There are many different theories on the origin of the Bedlington Terrier. Some even suggest that the breed made its way through Europe thanks to a band of gypsy’s who used the dog to poach game on neighboring estates. It is believed that the breed comes from England, in particular, the Hanny Hills region of Northumberland. After doing some research and comparing theories, the most common conclusion found was that the breed could credit it’s start thanks to a man named Joseph Ainsley of Bedlington.
In the early 1800’s a strain of game terriers evolved that were known as “Rothbury Terriers”. In 1825, Ainsley was the first person to acquire a female Rothbury. This dog was known as “Coates Phoebe”, and she produced the first litter of “actual” Bedlingtons. Through trial and error, Ainsley developed the breed we know today. Like most breeds, it’s name came from the town in which the dog was created, leading to its new name “Bedlington”. In 1877, a group of influential fanciers started the National Bedlington Terrier Club (England) to expose the breed to the public.
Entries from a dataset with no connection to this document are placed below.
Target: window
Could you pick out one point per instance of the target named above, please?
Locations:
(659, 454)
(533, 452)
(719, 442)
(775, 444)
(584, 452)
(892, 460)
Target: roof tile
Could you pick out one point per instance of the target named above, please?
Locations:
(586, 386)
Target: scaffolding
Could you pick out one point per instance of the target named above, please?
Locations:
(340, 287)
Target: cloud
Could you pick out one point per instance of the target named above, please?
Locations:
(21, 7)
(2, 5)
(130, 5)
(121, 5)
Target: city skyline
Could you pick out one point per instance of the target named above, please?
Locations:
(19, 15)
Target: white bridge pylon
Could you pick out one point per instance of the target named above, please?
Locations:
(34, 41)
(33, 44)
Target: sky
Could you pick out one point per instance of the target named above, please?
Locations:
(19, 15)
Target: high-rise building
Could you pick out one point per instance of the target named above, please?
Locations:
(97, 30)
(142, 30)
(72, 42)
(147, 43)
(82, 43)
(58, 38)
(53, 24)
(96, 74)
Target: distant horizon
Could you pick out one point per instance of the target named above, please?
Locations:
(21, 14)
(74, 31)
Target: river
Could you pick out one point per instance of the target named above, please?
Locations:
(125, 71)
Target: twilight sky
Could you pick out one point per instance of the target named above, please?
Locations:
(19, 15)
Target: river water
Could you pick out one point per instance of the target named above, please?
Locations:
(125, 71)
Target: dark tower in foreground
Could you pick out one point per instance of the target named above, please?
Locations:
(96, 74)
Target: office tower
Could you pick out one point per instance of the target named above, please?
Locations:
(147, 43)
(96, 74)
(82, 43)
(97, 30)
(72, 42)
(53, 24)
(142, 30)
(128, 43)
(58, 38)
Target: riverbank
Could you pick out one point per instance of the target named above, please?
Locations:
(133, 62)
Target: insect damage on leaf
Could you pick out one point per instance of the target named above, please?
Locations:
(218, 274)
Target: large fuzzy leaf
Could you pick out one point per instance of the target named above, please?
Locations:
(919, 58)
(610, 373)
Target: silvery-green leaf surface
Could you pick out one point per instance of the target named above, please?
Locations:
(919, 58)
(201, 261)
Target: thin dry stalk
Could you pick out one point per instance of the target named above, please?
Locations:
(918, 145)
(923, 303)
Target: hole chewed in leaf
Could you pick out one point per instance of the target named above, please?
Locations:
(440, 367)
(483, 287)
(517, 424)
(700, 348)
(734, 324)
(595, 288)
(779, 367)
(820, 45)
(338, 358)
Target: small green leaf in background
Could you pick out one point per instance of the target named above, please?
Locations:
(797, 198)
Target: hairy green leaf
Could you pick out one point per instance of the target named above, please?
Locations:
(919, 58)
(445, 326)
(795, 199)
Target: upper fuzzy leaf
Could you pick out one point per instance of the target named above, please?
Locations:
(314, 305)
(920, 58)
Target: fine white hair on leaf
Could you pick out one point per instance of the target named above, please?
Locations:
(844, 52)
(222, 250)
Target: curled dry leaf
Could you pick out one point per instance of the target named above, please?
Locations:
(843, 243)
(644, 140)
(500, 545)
The Bedlington Terrier has been called “a lamb on a leash” due to its non shedding fur and woolly texture. Their colors vary from blue, sandy, liver, sable, or dark brown/ black and can be solid in color or have tan markings. Like most dogs, their color becomes paler with age, but this breed should never be pure white. White Bedlingtons are an easy sign of an error in the breeding. Pure white indicates a lack of “guard hairs”, the harsh hairs in the coat that give it texture and offer protection from the elements.
All breeds have some sort of typical health issues assigned to them. The Bedlington is prone to a disease known as “Copper Toxicosis”. CT is an inherited recessive disease characterized by a build up of excess copper in the liver. If a Bedlington develops the disease its estimated life expectancy severely decreases. It is imperative that if you are planning on purchasing a Bedlington that you receive proof of it’s unaffected status. The breeder should be able to have this information readily available to you, as a CT can be easily detected by a simple liver biopsy.
Aside from the breeds odd appearance, compared to other terriers, the Bedlington has a calmer nature and “better manners”. It is extremely hypoallergenic, and is a great choice for allergy sufferers looking to own a dog. It can be a wonderful family pet as long as it has plenty of room to relieve itself of built up energy. This dog was made to hunt and track, which means like most terriers, it will dig up your yard. A great addition to any family, as long as mom isn’t too attached to her flower bed.